The first two weeks generated good participation with interaction between laboratory, field and policy stakeholders on a variety of subjects and it is tempting to suggest the main themes should be cross-cutting to continue this all-inclusive involvement.  However, I don’t know how much time busy researchers and field staff can devote to following all the ins and outs of a wide-ranging network.   You might prefer to follow only one thematic group in depth whilst keeping abreast of developments in others through periodic summaries from thematic group leaders. Just for example should we consider themes which might appeal to the laboratory researchers, such as vaccine development and new diagnostics, whereas field staff might find more of interest in vaccine delivery and epidemiology? It is very likely there will be considerable overlap and cross-pollination between the themes.  We look forward to your suggestions for the themes supported by your
 justifications for these and your anticipated outputs.

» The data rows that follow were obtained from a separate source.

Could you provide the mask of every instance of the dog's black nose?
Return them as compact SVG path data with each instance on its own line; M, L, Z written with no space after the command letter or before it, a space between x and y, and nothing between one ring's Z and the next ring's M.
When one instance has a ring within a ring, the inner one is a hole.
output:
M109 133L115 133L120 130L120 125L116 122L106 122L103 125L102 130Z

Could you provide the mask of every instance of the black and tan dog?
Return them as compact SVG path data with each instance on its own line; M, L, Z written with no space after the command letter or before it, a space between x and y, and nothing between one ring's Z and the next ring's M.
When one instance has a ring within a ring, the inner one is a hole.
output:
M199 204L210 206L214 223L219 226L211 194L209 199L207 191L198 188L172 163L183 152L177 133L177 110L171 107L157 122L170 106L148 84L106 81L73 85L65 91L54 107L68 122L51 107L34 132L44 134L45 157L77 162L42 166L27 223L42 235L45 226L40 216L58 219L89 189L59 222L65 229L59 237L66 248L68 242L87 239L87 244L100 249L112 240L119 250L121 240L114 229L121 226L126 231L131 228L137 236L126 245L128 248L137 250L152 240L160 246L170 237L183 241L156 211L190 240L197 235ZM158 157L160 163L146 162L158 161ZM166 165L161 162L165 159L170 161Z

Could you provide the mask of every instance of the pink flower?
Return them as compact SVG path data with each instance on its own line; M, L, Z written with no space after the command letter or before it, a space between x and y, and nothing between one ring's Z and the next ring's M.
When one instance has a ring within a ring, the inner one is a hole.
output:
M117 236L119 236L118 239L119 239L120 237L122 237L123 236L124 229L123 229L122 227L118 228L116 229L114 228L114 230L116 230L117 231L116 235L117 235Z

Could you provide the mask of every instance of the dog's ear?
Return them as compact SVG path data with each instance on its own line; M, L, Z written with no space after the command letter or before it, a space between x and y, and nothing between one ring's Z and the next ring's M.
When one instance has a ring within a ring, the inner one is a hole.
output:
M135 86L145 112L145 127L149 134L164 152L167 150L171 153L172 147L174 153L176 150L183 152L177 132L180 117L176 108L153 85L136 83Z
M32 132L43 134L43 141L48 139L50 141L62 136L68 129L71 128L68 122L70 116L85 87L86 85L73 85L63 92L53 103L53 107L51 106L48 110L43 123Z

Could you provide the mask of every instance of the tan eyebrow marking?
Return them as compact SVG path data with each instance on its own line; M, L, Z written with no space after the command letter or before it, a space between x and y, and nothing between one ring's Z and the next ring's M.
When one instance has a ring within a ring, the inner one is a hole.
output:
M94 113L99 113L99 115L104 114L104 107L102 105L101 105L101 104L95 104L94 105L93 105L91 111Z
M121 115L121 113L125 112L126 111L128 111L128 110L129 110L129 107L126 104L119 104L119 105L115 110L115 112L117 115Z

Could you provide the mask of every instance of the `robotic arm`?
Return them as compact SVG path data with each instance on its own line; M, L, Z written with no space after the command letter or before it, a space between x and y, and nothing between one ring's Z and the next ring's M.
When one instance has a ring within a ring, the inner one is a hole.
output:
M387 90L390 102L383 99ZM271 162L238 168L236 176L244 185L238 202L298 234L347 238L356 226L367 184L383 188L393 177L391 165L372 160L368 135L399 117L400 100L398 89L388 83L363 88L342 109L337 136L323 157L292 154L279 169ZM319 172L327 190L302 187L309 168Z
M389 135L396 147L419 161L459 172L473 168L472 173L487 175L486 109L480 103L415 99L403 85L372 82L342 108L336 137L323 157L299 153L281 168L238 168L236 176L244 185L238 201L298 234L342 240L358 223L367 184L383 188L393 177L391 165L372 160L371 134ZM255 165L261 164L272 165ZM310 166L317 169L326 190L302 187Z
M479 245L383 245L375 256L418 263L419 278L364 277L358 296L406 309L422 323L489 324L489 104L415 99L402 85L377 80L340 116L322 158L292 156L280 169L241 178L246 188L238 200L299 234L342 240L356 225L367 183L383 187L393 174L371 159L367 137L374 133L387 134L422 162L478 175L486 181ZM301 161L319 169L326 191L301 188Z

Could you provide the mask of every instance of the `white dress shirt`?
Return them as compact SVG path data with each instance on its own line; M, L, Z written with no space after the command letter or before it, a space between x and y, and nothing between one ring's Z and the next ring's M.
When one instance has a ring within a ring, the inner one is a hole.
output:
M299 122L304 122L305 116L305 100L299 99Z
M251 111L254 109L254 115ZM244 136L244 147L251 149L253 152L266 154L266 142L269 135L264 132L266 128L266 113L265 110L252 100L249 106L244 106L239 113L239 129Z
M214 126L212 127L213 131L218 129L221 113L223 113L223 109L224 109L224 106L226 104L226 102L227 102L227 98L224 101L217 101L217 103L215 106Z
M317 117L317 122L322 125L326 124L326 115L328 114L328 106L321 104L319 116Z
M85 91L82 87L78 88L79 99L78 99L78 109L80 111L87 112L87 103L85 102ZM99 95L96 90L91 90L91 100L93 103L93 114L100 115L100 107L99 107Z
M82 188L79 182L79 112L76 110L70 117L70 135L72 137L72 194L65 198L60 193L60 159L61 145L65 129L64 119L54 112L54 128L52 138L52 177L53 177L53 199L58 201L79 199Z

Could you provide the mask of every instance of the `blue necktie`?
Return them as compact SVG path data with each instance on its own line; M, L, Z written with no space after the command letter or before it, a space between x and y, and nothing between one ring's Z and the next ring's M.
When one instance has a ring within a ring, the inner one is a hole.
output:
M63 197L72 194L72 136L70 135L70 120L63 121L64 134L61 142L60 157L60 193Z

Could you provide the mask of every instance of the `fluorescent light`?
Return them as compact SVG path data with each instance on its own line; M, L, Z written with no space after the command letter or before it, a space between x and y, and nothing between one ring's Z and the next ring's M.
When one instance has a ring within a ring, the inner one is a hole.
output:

Although the structure of the conference is for us to consider the sub-themes next week (together with session 4 - other diseases of small ruminants that could be addressed along with PPR)  I realise that some sub-themes will start to be discussed almost immediately. This  may help in some decision making  but we will try concentrate on the main themes first.   When the time comes, assigning sub-themes to appropriate themes may still require debate: for instance, new antibody detection assays will appeal to monoclonal antibody researchers and also to vaccination campaign managers who will use them for seromonitoring as well as the epidemiologists who will need their results during serosurveillance. 
To start things rolling I am posting up suggestions for themes that were sent in last week and hope they will stimulate this discussion. 
Kind regards, 
Paul Rossiter,
from Africa’s Great Rift Valley where, like almost everywhere else, it is raining hard and unseasonably.